Fair warning: what follows is kind of rambling and may not make a whole hell of a lot of sense. I am not, nor do I claim to be, any sort of expert on LGBT issues or relationships, being about as heterosexual as one can possibly be. That being said, the stuff I talk about below really struck me as socially important, so I thought I’d share.

No, where the show really shines is in the portrayal of one of the only two monogamous, committed relationships in the entire series: Wally and Gus (the other, between Carlos and Natalie, is notable for being a healthy, interracial marriage where race never even really seems like an issue between the two). Wally and Gus, two older, gay men, have the healthiest, most realistic relationship in the entire series, and possibly the most realistic portrayal of a gay relationship on all of television.

What’s more, the characters around them treat the couple as perfectly normal. Now, it saddens me in this day and age that I’d even have to point that out, or that it might be uncommon or strange, but that’s the sad reality we live in: it may be the 21st century, but most folks are still more than a little uptight about LGBT relationships. But Andy, Kevin, Jim, Posey, and the rest all treat Wally and Gus as just two other people who live in the building; no more, no less.
That’s what’s so enormously progressive about this particular show, and why I think I appreciate it despite its blatant mediocrity in pretty much every other aspect of its existence: the writers made these two characters feel natural and real.

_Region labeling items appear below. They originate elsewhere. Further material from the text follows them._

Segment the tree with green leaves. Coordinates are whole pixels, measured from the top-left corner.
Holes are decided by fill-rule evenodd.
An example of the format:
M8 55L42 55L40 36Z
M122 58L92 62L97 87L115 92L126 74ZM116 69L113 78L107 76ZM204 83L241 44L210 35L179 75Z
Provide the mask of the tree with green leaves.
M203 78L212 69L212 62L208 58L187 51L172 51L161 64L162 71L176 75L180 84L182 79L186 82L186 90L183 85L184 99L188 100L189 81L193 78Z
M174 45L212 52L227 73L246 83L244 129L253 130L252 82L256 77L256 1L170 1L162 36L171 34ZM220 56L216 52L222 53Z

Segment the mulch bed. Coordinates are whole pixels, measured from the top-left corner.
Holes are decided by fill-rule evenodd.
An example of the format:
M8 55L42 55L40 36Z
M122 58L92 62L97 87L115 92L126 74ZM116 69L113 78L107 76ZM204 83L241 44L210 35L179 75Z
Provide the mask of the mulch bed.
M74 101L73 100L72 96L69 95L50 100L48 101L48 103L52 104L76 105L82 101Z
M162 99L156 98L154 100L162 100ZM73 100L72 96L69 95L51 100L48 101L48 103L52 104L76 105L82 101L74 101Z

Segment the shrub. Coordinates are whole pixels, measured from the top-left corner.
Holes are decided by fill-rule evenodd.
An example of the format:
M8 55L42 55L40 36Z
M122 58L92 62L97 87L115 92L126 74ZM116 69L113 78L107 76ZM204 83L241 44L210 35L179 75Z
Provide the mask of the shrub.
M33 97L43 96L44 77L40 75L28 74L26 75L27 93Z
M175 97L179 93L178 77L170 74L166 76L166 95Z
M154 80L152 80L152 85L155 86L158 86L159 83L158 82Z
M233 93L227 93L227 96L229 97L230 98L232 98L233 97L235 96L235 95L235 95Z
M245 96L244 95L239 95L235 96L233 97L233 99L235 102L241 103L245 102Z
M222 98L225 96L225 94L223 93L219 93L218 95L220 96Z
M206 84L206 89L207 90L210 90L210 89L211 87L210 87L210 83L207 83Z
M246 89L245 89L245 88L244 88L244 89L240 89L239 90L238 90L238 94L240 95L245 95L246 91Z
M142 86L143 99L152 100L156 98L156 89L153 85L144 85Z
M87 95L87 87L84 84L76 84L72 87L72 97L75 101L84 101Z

Their best episode is the series finale, a touching ode not only to the bad cinema of Ed Wood but to the power and draw of True Love. In the episode, Wally is an up-and-coming film director working with some of the biggest stars of the screen, directing a big-budget sci-fi epic that everyone is certain will be a blockbuster success. But then he meets Gus, and everything about the film falls apart: Wally puts Gus in the lead role even though Gus can’t act his way out of a wet paper bag, the rest of the cast quit, and the studio kills the project. Wally takes his film to a small-time studio, reworks the entire script to fit his new leading man (and less-than-stellar supporting cast), and does a no-budget Ed Wood-style b-film that is so bad, he hid it from the world for 50 years. When Kevin discovers the movie and hypes it up with the neighborhood, Wally’s sense of self-worth is devastated, but it’s nothing compared to how horrible he feels for putting Gus in a position of ridicule. The thing is, Gus doesn’t really give a damn what people think of him, as long as Wally’s happy. And ultimately, Wally figures that out, deciding that a movie that brings people joy (it’s a hilariously bad film) can’t be that bad, and he can live with his shame at having produced a real stinker if he’s got Gus. Which he definitely has. The final shot of the episode (and of the series, as it turns out) is of Wally and Gus in bed, content with each other. It’s a heartwarming, emotionally-charged moment for a show that usually did jokes about alcohol and hookers, and it hits all the right notes. Honestly, if you watched no other episode of the series than this one, you’d think it was a pretty damn good show. I think if they’d been able to produce more stuff like this one 22-minute piece, the show wouldn’t have been canceled.